For those that weren't aware, Chet Scott had said after the release of A Banishing Ritual that he was going to take some time away from BotBO in order to focus on his other projects like The Elemental Chrysalis. Last year we saw Handmade Birds release his split with At The Head of The Woods, which wasn't new material, in the sense that it was more of a B-side from the 2010 recording sessions, but throughout the latter stages of the year we got previews foreshadowing the eventual release of this record. I have to say that from what I remember of the trailer for the album, I heard some pretty savage metal bits. Now, I don't know what might have happened between the release of that trailer and the final release of this final end product, but something definitely occurred.

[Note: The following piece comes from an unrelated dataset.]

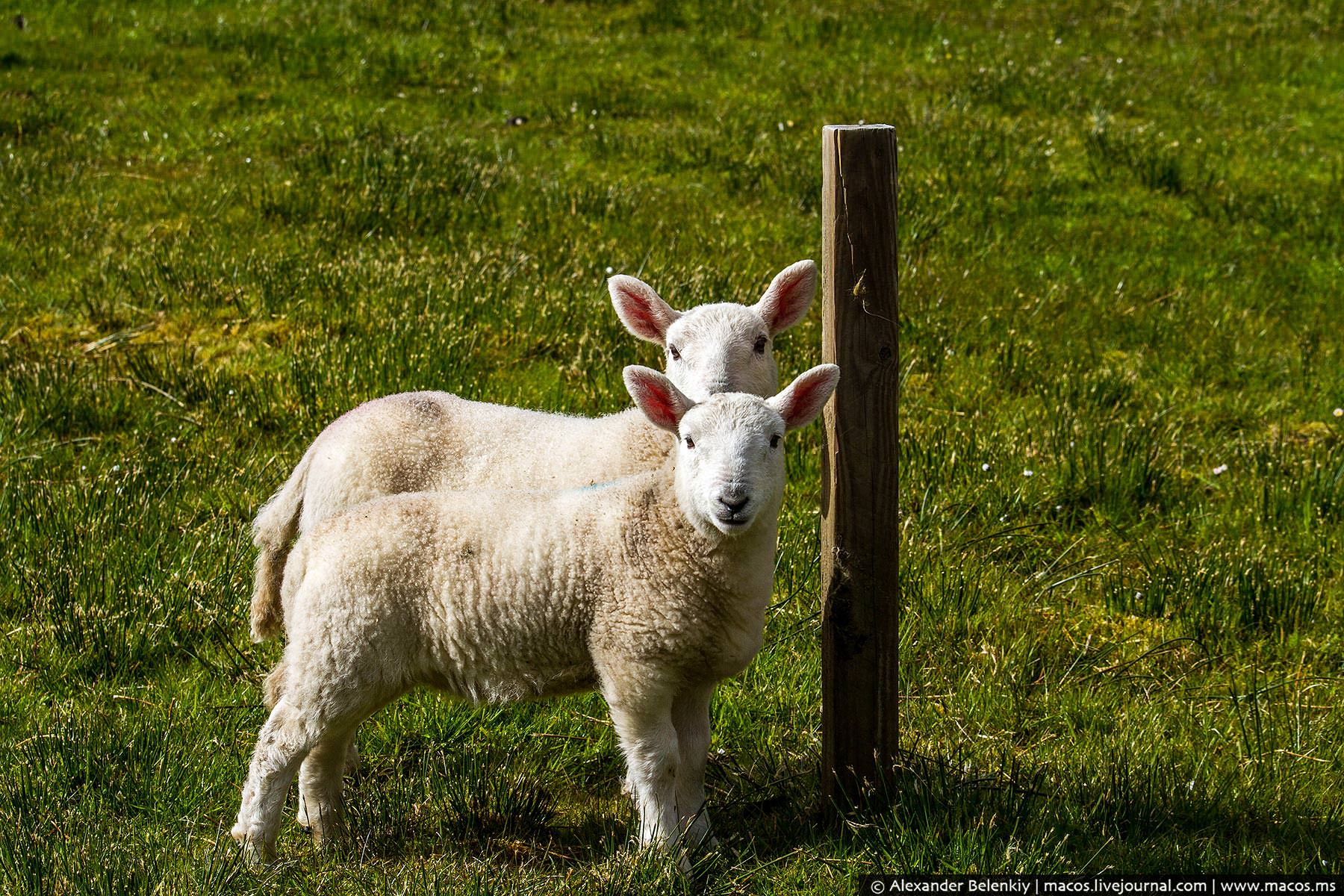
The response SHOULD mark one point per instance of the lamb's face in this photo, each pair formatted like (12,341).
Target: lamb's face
(721,348)
(730,462)
(730,447)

The sound of this album is far more in line with the more meditative and ritualistic ambient ideas explored in newest outputs from BoTBO as well as Scott's more ambient projects. What I expected was an album that would embrace a bit more of the metal side of the project, heard on the first two full-lengths, but this is definitely not that.

As opener Caller of Spirits clearly points out, if you're looking for any sort of "traditional" form of metal aggression, you better look elsewhere, because it's not on here. That opening thirteen minute epic is a somber ritual full of chanting, wind instruments, field recordings, and various forms of hand percussion. While following tracks do bring in the use of traditional rock instruments (guitar, bass, drum kit) I can't say that it ever achieves any form of metallic aggression. Instead what appears to have been conveyed through several of these tracks is a more vengeful melancholy. Each track is very pensive and, in a sense, withdrawn, if there is rage or anger on here, it's not shown very often and instead favors the repetitive nature of melancholy. Stylistically, it tends to draw more from folk and ambient music than any form of rock or metal, though there are a few instances of those influences popping through, as expressed on the most outwardly violent track Sundrojan. You'd think that by the time this electricity was finally brought in I'd be excited, but for myself, I found that to be the most dull track on the entire album. It's like, "Yeah, you brought in a distorted guitar to do some droning doom parts, and you sound a bit more angry, but what does it amount to?" Not very much. It's just sort of listless and drags it's feet compared to the other songs, and this song is only seven and a half minutes long, meaning there are five tracks on here that are longer and far more engaging.

Surprisingly, the lengths of the songs on here didn't provide as much of a hurdle for me to get over as some previous outings have been from the project. It's not like these tracks are extremely progressive and forward thinking or even uber droning, they have ideas, some better than others, but each track has its own kind of evolution, whether it's the more subtle one expressed on Rise and Shine or the more typical soft-to-heavy on Soil Magicians, they have an idea and each track sort of just runs with it. The shorter tracks, like the aforementioned Sundrojan is probably the weakest track because it just feels so bland in the middle of more powerful, but softer instrumentally, pieces. Wind Eye may be structurally rather uninteresting, but the idea is simple and consistent, creating a hypnotic atmosphere that draws you in, and ultimately is a better track than the above Sundrojan. The album's opening and closing tracks, which are the most meditative on the album, reflect the journey that is the album (I'm not going to even begin to touch what that journey might be, you look into it/make your own assumptions for yourself there). It's the opening chant that brings you into this world and the droning electricity that sends you out of it.

Unfortunately, I have never been the biggest fan of Chet Scott's work (I know, big shocker), I think what he's done musically is interesting and certainly worthy of praise, but I'm not so impressed with it that I would say I'm not bored with some of it. I think that while the majority of this record is actually really good, there are a couple of tracks that I just couldn't get into during numerous listens through. I'd still say that if you're interested in folk, doom, or various forms of ambient music to definitely look into his material though.